I don’t recall it was made explicitly clear last issue (though it’s possible I’m remembering since I set Wonder Woman aside to read a dozen or so Superman issues), but we’re told here that Hippolyte has given Diana a limited amount of time in man’s world before she must return to Themyscira.

Julia notes that Diana chose not to join the new Justice League in the finale of LEGENDS because she doesn’t believe her purpose in man’s world is to become a crimfighter. Also, while she’s more than happy to give Julia her thoughts on most of the heroes she met during that adventure, she refuses to discuss her impression of Superman.

I think I failed to mention it at the time, but it’s stated that during her trials to become the Amazons’ champion against Ares in issue 1, Diana faced a test involving a .44 Magnum revolver. Here, Etta wonders about the gun’s origin on Paradise Island.

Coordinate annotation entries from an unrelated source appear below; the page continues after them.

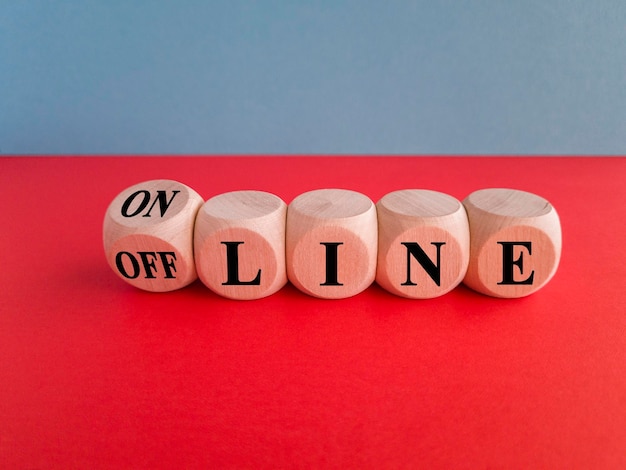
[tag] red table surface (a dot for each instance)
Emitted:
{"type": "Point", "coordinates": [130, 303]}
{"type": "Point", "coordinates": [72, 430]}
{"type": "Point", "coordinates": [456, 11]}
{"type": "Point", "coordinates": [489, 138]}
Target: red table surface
{"type": "Point", "coordinates": [97, 374]}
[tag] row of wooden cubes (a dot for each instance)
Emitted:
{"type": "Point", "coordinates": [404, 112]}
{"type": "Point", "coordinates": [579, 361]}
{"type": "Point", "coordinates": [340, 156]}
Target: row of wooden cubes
{"type": "Point", "coordinates": [161, 235]}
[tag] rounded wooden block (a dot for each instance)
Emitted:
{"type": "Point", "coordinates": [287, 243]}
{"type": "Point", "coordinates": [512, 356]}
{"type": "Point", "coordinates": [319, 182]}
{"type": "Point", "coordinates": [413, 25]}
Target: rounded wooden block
{"type": "Point", "coordinates": [240, 244]}
{"type": "Point", "coordinates": [423, 243]}
{"type": "Point", "coordinates": [331, 243]}
{"type": "Point", "coordinates": [515, 242]}
{"type": "Point", "coordinates": [148, 235]}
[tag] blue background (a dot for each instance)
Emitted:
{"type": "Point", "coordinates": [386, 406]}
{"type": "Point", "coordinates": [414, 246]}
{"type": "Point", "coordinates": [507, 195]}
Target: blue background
{"type": "Point", "coordinates": [277, 77]}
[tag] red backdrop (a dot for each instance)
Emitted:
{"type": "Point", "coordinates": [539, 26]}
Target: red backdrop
{"type": "Point", "coordinates": [97, 374]}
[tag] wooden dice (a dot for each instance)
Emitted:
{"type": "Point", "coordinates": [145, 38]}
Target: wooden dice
{"type": "Point", "coordinates": [148, 235]}
{"type": "Point", "coordinates": [331, 243]}
{"type": "Point", "coordinates": [423, 243]}
{"type": "Point", "coordinates": [515, 242]}
{"type": "Point", "coordinates": [240, 244]}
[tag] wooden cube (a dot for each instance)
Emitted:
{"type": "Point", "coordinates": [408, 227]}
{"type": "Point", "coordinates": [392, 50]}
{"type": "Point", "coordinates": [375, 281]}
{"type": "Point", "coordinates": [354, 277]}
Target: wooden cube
{"type": "Point", "coordinates": [331, 243]}
{"type": "Point", "coordinates": [240, 244]}
{"type": "Point", "coordinates": [515, 242]}
{"type": "Point", "coordinates": [423, 243]}
{"type": "Point", "coordinates": [148, 235]}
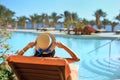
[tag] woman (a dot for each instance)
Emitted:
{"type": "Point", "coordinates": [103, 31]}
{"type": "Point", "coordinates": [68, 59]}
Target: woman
{"type": "Point", "coordinates": [45, 47]}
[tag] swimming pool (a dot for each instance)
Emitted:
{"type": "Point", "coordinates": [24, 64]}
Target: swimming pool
{"type": "Point", "coordinates": [99, 58]}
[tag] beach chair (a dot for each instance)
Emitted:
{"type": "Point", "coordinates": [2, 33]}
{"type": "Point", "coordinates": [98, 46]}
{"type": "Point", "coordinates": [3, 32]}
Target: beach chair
{"type": "Point", "coordinates": [38, 68]}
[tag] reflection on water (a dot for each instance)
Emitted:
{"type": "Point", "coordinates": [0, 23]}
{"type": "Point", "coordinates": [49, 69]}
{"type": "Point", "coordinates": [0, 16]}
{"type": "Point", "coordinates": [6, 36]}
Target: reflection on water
{"type": "Point", "coordinates": [95, 63]}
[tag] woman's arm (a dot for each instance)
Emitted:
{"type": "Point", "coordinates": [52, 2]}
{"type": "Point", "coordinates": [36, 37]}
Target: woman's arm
{"type": "Point", "coordinates": [30, 45]}
{"type": "Point", "coordinates": [72, 54]}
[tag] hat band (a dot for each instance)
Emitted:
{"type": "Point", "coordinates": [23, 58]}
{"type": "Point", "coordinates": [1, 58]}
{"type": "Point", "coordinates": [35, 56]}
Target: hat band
{"type": "Point", "coordinates": [46, 50]}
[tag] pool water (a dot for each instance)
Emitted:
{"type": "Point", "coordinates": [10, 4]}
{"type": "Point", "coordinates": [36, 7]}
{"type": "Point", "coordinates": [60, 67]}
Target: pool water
{"type": "Point", "coordinates": [98, 61]}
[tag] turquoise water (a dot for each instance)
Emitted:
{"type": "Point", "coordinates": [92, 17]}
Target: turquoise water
{"type": "Point", "coordinates": [97, 63]}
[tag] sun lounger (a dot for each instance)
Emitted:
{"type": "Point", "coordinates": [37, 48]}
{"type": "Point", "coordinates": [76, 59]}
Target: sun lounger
{"type": "Point", "coordinates": [38, 68]}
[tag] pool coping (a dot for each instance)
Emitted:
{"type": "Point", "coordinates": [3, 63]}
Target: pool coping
{"type": "Point", "coordinates": [58, 33]}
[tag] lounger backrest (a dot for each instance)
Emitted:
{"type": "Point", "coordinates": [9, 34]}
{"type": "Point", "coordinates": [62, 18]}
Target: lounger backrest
{"type": "Point", "coordinates": [36, 68]}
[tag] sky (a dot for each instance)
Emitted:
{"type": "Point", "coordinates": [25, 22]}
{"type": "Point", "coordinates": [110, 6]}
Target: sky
{"type": "Point", "coordinates": [84, 8]}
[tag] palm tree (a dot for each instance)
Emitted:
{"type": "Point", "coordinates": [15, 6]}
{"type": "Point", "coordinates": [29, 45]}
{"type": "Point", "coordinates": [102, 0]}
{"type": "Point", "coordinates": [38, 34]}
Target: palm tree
{"type": "Point", "coordinates": [54, 17]}
{"type": "Point", "coordinates": [98, 14]}
{"type": "Point", "coordinates": [105, 22]}
{"type": "Point", "coordinates": [91, 22]}
{"type": "Point", "coordinates": [75, 17]}
{"type": "Point", "coordinates": [47, 22]}
{"type": "Point", "coordinates": [35, 19]}
{"type": "Point", "coordinates": [5, 15]}
{"type": "Point", "coordinates": [113, 24]}
{"type": "Point", "coordinates": [118, 17]}
{"type": "Point", "coordinates": [22, 21]}
{"type": "Point", "coordinates": [85, 21]}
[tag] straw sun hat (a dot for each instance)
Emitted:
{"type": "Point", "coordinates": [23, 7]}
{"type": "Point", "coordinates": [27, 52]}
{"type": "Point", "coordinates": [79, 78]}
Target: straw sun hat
{"type": "Point", "coordinates": [45, 43]}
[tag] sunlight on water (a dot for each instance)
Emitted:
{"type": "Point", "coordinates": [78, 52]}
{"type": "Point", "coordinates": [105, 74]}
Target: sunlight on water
{"type": "Point", "coordinates": [95, 64]}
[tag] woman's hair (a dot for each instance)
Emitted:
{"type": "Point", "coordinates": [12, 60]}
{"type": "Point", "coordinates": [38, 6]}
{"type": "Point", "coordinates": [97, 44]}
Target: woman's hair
{"type": "Point", "coordinates": [45, 55]}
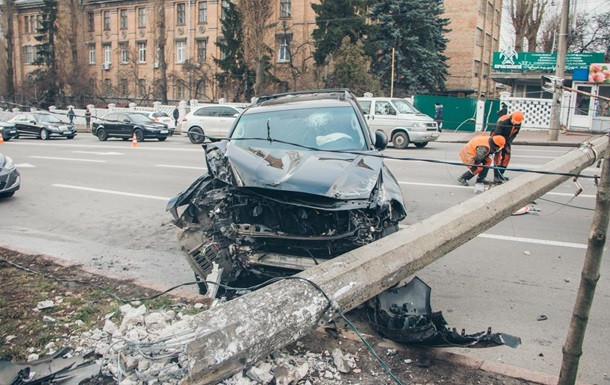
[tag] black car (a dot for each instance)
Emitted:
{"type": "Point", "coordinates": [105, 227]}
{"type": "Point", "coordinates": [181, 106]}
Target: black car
{"type": "Point", "coordinates": [42, 125]}
{"type": "Point", "coordinates": [298, 181]}
{"type": "Point", "coordinates": [125, 124]}
{"type": "Point", "coordinates": [10, 180]}
{"type": "Point", "coordinates": [8, 131]}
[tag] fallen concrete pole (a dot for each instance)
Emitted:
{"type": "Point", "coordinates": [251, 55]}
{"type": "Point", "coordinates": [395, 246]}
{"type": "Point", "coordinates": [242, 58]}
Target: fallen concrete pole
{"type": "Point", "coordinates": [240, 332]}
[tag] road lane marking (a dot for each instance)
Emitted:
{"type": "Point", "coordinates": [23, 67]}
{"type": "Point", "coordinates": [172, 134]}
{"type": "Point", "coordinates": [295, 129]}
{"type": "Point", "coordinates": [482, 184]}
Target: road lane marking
{"type": "Point", "coordinates": [98, 153]}
{"type": "Point", "coordinates": [185, 167]}
{"type": "Point", "coordinates": [533, 240]}
{"type": "Point", "coordinates": [69, 159]}
{"type": "Point", "coordinates": [111, 192]}
{"type": "Point", "coordinates": [471, 187]}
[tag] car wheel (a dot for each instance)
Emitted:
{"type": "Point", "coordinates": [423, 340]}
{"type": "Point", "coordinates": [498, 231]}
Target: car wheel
{"type": "Point", "coordinates": [400, 140]}
{"type": "Point", "coordinates": [102, 134]}
{"type": "Point", "coordinates": [139, 135]}
{"type": "Point", "coordinates": [196, 135]}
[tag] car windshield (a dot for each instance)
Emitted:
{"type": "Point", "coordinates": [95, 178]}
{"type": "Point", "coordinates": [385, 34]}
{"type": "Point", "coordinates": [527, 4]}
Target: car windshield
{"type": "Point", "coordinates": [48, 119]}
{"type": "Point", "coordinates": [139, 118]}
{"type": "Point", "coordinates": [330, 128]}
{"type": "Point", "coordinates": [404, 107]}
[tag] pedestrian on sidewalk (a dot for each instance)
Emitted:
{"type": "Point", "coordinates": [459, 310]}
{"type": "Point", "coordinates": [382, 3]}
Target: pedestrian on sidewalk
{"type": "Point", "coordinates": [503, 110]}
{"type": "Point", "coordinates": [71, 115]}
{"type": "Point", "coordinates": [88, 119]}
{"type": "Point", "coordinates": [438, 115]}
{"type": "Point", "coordinates": [508, 127]}
{"type": "Point", "coordinates": [477, 153]}
{"type": "Point", "coordinates": [176, 115]}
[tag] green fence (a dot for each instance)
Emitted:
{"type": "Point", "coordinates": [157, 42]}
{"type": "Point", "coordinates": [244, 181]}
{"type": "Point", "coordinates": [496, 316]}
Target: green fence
{"type": "Point", "coordinates": [458, 113]}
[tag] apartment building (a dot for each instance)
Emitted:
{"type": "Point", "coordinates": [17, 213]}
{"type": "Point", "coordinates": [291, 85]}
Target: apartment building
{"type": "Point", "coordinates": [474, 36]}
{"type": "Point", "coordinates": [118, 42]}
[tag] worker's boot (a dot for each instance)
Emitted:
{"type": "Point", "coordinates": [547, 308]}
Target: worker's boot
{"type": "Point", "coordinates": [465, 177]}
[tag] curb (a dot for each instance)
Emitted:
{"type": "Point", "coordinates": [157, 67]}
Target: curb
{"type": "Point", "coordinates": [178, 293]}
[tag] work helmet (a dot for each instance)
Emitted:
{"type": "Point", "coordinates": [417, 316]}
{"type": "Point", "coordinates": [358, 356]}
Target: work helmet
{"type": "Point", "coordinates": [517, 117]}
{"type": "Point", "coordinates": [499, 141]}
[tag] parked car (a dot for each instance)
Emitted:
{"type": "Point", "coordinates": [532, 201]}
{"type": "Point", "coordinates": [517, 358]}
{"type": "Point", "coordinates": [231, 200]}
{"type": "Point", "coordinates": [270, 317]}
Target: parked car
{"type": "Point", "coordinates": [124, 124]}
{"type": "Point", "coordinates": [400, 120]}
{"type": "Point", "coordinates": [281, 195]}
{"type": "Point", "coordinates": [162, 117]}
{"type": "Point", "coordinates": [42, 125]}
{"type": "Point", "coordinates": [8, 131]}
{"type": "Point", "coordinates": [213, 120]}
{"type": "Point", "coordinates": [10, 180]}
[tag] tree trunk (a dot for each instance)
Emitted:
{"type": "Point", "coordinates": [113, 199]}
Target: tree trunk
{"type": "Point", "coordinates": [9, 11]}
{"type": "Point", "coordinates": [572, 350]}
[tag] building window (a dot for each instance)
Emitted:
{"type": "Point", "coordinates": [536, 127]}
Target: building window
{"type": "Point", "coordinates": [141, 17]}
{"type": "Point", "coordinates": [142, 87]}
{"type": "Point", "coordinates": [90, 21]}
{"type": "Point", "coordinates": [92, 54]}
{"type": "Point", "coordinates": [29, 53]}
{"type": "Point", "coordinates": [141, 52]}
{"type": "Point", "coordinates": [202, 51]}
{"type": "Point", "coordinates": [180, 51]}
{"type": "Point", "coordinates": [124, 87]}
{"type": "Point", "coordinates": [477, 67]}
{"type": "Point", "coordinates": [107, 54]}
{"type": "Point", "coordinates": [124, 53]}
{"type": "Point", "coordinates": [285, 8]}
{"type": "Point", "coordinates": [106, 20]}
{"type": "Point", "coordinates": [123, 19]}
{"type": "Point", "coordinates": [283, 53]}
{"type": "Point", "coordinates": [202, 14]}
{"type": "Point", "coordinates": [180, 13]}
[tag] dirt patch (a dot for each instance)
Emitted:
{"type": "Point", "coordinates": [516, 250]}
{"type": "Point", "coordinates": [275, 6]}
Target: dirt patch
{"type": "Point", "coordinates": [81, 306]}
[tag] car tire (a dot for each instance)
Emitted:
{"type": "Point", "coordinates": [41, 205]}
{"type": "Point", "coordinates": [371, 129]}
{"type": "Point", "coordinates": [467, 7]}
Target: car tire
{"type": "Point", "coordinates": [139, 135]}
{"type": "Point", "coordinates": [102, 135]}
{"type": "Point", "coordinates": [196, 135]}
{"type": "Point", "coordinates": [400, 140]}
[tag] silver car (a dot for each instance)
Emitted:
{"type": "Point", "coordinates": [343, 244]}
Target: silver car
{"type": "Point", "coordinates": [400, 120]}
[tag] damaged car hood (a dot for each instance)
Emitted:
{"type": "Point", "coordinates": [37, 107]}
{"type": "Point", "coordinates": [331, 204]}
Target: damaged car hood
{"type": "Point", "coordinates": [334, 175]}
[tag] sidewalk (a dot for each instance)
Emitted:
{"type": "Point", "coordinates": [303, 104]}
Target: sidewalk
{"type": "Point", "coordinates": [529, 137]}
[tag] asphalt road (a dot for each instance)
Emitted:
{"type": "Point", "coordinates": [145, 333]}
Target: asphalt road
{"type": "Point", "coordinates": [103, 204]}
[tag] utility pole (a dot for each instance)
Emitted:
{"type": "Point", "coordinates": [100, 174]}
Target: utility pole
{"type": "Point", "coordinates": [559, 71]}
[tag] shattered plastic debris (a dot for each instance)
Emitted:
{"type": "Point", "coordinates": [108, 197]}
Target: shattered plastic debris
{"type": "Point", "coordinates": [404, 315]}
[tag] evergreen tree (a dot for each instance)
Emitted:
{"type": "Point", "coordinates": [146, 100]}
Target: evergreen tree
{"type": "Point", "coordinates": [235, 75]}
{"type": "Point", "coordinates": [351, 69]}
{"type": "Point", "coordinates": [46, 76]}
{"type": "Point", "coordinates": [415, 29]}
{"type": "Point", "coordinates": [336, 19]}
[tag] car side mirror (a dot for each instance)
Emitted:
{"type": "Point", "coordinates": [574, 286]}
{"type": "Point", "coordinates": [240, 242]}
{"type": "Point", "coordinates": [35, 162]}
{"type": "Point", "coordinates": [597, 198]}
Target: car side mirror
{"type": "Point", "coordinates": [381, 140]}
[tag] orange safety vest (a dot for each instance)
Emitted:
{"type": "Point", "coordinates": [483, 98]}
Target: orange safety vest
{"type": "Point", "coordinates": [469, 151]}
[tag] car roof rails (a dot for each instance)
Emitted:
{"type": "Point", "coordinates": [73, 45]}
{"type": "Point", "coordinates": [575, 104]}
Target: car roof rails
{"type": "Point", "coordinates": [345, 93]}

Doctor Barbara Minvera arrives in the United States and sends a letter to Diana explaining that she believes she is in possession of an ancient Amazon artifact—a second girdle of Gaia (Wonder Woman’s lasso is forged from the goddess’s first girdle).

Minerva and her servant, Chuma, along with an exotic plant, are picked up at Boston Airport by a criminal acquaintance named Tam McConnell. Later, Chuma performs a ceremony on Minerva, and later still, Tam’s body is found, dismembered by the Boston P.D.

When Chuma and Minerva cut Tam out of their plan, he threatens to go the feds, and specifically to Faraday, which can only be a reference to King Faraday, DC’s answer to Nick Fury. (Yes, Faraday was created a decade or so prior to Fury, but still.)

My Thoughts: Pérez and Wein try an experiment with this issue, telling nearly the entire thing in first-person prose accompanied by artwork. There are traditional comic book pages as well, of course — each prose section is preceded by a page of the writer in question settling in to compose their words and the stuff with Doctor Minerva is all done with panels and word balloons as well — but the vast majority of the issue is done the other way.


So I’ll say this for it: it’s a dense read! This particular installment probably takes twice as long to read as as a typical issue due to the high volume of text involved. Though personally, I’ve never been a fan of this much prose in a comic book. When I was a little kid, I owned THE GREATEST BATMAN STORIES EVER TOLD, which featured among its contents a prose story called “Death Strikes at Midnight and Three”, written by Denny O’Neil with illustrations by Marshal Rogers. To this day, I’ve never read it. I’ll happily read a novel, even one about a comic book character—but give me a comic written like a novel, and I have very little interest in it. But of course, that’s just my weird hang-up.

So regretfully, I don’t have much to say about this one. I applaud Pérez for trying something different, but due to the style in which the story is crafted, it simply fails to hold my interest.

Next Week: The Joker visits Metropolis in SUPERMAN #9!

2 comments:

  1. I’ll happily read a novel, even one about a comic book character—but give me a comic written like a novel, and I have very little interest in it. But of course, that’s just my weird hang-up.

    Eh, it's a hang-up I share, for what it's worth.